In Perl, how can I watch a directory for changes?

use Text::Diff;
for($count = 0; $count <= 1000; $count++){
my $data_dir="archive/oswiostat/oracleapps.*dat";
my $data_file= `ls -t $data_dir | head -1`;
while($data_file){
print $data_file;
open (DAT,$data_file) || die("Could not open file! $!");
$stats1 = (stat $data_file)[9];
print "Stats: \n";
#raw_data=<DAT>;
close(DAT);
print "Stats1 is :$stats1\n";
sleep(5);
if($stats1 != $stats2){
#diff = diff \#raw_data, $data_file, { STYLE => "Context" };
$stats2 = $stats1;
}
print #diff || die ("Didn't see any updates $!");
}
}
Output:
$ perl client_socket.pl
archive/oswiostat/oracleapps.localdomain_iostat_12.06.28.1500.dat
Stats:
Stats1 is :
Didn't see any updates at client_socket.pl line 18.
Can you tell me why the stats are missing and how to fix it?
The real fix is File::ChangeNotify or File::Monitor or something similar (e.g., on Windows, Win32::ChangeNotify).
use File::ChangeNotify;
my $watcher = File::ChangeNotify->instantiate_watcher(
directories => [ 'archive/oswiostat' ],
filter => qr/\Aoracleapps[.].*dat\z/,
);
while (my #events = $watcher->wait_for_events) {
# ...
}
Note that I'm answering your original question, why the stat() seemed to fail, rather than the newly edited question title, which asks something different.
This is the fix:
my $data_file= `ls -t $data_dir | head -1`;
chomp($data_file);
The reason this is the fix is a little murky.
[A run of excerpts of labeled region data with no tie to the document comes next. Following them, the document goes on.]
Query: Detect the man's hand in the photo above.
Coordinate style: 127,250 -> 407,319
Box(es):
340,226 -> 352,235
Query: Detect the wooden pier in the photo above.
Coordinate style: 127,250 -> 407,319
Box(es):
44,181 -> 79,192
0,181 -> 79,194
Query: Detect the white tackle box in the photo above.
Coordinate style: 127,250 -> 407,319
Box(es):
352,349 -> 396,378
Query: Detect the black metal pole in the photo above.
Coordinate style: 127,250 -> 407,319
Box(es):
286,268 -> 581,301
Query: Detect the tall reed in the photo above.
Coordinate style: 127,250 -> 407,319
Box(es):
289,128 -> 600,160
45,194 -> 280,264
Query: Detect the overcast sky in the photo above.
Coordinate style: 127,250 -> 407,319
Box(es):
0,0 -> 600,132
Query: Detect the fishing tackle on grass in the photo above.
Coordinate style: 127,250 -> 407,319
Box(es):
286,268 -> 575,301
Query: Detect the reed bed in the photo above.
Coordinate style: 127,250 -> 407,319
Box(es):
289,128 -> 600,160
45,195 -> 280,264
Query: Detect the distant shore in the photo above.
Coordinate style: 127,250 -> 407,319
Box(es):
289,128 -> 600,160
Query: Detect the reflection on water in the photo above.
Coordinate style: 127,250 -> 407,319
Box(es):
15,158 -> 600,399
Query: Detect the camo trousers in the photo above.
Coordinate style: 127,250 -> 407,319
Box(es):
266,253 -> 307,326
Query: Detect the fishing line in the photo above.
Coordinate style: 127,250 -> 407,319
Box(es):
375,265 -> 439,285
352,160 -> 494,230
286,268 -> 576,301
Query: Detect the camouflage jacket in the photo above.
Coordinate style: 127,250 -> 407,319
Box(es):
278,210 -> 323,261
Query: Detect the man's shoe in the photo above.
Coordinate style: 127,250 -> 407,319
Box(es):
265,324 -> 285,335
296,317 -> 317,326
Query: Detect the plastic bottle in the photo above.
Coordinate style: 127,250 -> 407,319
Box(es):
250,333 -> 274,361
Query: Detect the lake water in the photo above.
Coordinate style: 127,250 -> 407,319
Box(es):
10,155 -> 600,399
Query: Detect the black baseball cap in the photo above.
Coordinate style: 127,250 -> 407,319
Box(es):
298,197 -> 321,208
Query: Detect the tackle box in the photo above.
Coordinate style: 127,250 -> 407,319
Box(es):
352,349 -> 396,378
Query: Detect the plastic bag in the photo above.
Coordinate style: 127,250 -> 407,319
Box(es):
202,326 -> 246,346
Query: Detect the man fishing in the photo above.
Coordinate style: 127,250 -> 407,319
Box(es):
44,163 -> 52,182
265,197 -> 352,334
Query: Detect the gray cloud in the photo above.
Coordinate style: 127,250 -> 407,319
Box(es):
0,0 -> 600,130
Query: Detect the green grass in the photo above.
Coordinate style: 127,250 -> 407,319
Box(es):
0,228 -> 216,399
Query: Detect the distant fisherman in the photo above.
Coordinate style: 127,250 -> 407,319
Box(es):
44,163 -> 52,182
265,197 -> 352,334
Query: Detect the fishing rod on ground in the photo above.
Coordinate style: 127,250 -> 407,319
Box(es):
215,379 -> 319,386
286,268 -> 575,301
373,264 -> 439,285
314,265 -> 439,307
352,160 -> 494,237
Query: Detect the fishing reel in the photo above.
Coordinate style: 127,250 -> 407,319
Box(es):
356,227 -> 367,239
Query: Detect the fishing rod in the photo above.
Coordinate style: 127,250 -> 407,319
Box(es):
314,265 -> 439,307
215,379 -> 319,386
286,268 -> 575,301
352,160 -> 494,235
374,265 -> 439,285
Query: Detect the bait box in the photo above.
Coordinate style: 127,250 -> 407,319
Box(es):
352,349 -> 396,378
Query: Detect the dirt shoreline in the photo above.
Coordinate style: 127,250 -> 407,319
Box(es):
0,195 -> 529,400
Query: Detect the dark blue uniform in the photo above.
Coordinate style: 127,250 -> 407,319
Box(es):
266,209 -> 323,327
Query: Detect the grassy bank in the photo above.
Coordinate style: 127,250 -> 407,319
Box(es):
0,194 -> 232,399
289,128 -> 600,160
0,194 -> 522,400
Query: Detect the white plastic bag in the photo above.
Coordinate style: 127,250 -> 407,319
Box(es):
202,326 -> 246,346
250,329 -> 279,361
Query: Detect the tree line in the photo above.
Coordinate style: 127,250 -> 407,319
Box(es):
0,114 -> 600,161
Without that chomp(), $data_file contains a trailing newline: "some_filename\n". The two argument form of open() ignores trailing newlines in filenames and I don't know why because two-arg open mimics shell behavior. Your call to stat(), however, does not ignore the newline in the filename, so it is stat()ing a non-existent file and thus $stats1 is undef.